A Bruxelles qualcuno si è mosso. Il nostro ex ministro Paolo de Castro (sempre lui, ma non c’è nessun altro eurodeputato italiano che si occupa di agricoltura?) ha annunciato che il 10 ottobre prossimo incontrerà il Commissario Ue alla salute e alla sicurezza alimentare Vytenis Andriukaitis “per chiarimenti circa le nuove tecniche di miglioramento varietale - non OGM - che rappresentano la chiave per garantire un futuro alle piccole e grandi aziende agricole europee”. “Chiederò al commissario Andriukaitis di rimettere mano alla legislazione europea –insiste De Castro -. La madre di tutti gli errori è stato non avere definito nella normativa Ue le tecniche che fanno riferimento agli Ogm, una carenza di cui fa oggi le spese anche il più tradizionale degli incroci varietali'”. “Eppure - conclude De Castro - abbiamo bisogno di miglioramento genetico non Ogm per rispondere ai cambiamenti climatici, alle sfide agricole e alimentari del futuro, per non dipendere più dalle grandi multinazionali, rafforzando la collaborazione tra Università e piccoli centri di ricerca di cui l'Italia conta vere e proprie eccellenze''.
L’Europa dovrebbe servire a fare quelle scelte di progresso/prospettiva che i singoli Paesi non sono in grado di fare da soli. Il biotech No-Ogm è una di queste. Il prossimo anno si vota per le Europee. Non sappiamo che Parlamento uscirà, forse condizionato pesantemente dalle forze euro-scettiche e sovraniste. Quindi non sappiamo che Europa sarà quella che ci aspetta né chi la governerà. L’Europa che abbiamo visto alla prova in questi ultimi anni ha dimostrato di non funzionare, di essere incapace di decidere sui temi decisivi per la vita dei cittadini. Però, attenzione, potrebbe anche andare peggio. Su temi come la produzione di cibo, su come produrre di più e meglio con meno risorse non si può scherzare. Servono politiche pubbliche di sostegno all’innovazione, alla ricerca, al miglioramento tecnologico. Inutile (e quasi ridicolo) impegnarsi per la lotta alla fame nel mondo e poi non promuovere politiche di sostegno all’innovazione e all’adozione di tecniche di miglioramento tecnologico in tutti i campi. Anche il nostro tanto decantato made in Italy ha bisogno di innovazione, anche il biologico. Serve un approccio laico e non ideologico alle nuove tecnologie. Devono essere le Università, i centri di ricerca a stabilire se servono, a cosa servono, quali sono i costi/benefici, i limiti di utilizzo, non politici in cerca di consenso o i clic sulla Rete. L’Italia è rimasta indietro su questo fronte: bloccati dal principio di precauzione abbiamo dimenticato il ‘principio di innovazione’, altrettanto sacrosanto. Concludendo. Non so cosa il commissario Andriukaitis risponderà alle domande di De Castro; questa Commissione è alle battute finali e a Bruxelles tira già aria di ‘liberi tutti’.
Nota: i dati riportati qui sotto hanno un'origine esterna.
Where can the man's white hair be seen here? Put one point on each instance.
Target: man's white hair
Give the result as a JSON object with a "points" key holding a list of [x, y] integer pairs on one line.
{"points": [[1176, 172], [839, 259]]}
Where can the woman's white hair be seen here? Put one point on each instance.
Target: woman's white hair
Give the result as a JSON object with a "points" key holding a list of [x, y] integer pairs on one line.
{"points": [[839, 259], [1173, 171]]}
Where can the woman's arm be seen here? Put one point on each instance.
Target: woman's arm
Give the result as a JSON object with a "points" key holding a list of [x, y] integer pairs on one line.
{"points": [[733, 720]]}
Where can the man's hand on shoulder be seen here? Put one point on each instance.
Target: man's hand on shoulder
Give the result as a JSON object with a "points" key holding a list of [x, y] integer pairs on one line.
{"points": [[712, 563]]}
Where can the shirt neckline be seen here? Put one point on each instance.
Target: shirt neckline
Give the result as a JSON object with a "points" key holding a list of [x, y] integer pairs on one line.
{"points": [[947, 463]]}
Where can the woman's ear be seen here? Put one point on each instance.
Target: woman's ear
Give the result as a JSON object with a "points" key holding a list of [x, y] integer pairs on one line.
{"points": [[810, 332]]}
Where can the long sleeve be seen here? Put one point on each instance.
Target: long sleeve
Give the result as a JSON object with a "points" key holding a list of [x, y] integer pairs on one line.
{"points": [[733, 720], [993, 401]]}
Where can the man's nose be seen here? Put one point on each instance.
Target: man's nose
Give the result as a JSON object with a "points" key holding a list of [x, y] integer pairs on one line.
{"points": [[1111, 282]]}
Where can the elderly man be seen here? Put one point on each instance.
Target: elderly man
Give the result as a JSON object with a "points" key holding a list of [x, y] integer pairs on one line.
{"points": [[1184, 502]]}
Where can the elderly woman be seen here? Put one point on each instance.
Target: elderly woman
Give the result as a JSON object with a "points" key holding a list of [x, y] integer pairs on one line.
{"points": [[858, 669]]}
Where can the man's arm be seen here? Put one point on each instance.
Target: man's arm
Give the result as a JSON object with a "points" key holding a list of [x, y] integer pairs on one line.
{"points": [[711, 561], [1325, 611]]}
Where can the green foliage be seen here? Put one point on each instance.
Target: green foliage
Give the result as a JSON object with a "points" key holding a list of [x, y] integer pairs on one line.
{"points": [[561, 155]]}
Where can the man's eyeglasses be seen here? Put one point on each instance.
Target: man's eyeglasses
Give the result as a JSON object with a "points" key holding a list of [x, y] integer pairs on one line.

Però una cosa è certa. L’agroalimentare del futuro non sono le torte della nonna o l’ultimo piatto dello chef stellato ma come rendere “disponibili agli agricoltori le migliori tecnologie ed ai consumatori prodotti sempre più sicuri, sostenibili e di elevata qualità” (dal manifesto ciboperlamente.eu). Se l’Europa abdica al suo ruolo, se la scienza viene rinnegata da chi pensa che possiamo sopravvivere coltivando l’orto sul terrazzo o il frutteto in giardino, il Vecchio Continente è destinato a chiudere bottega.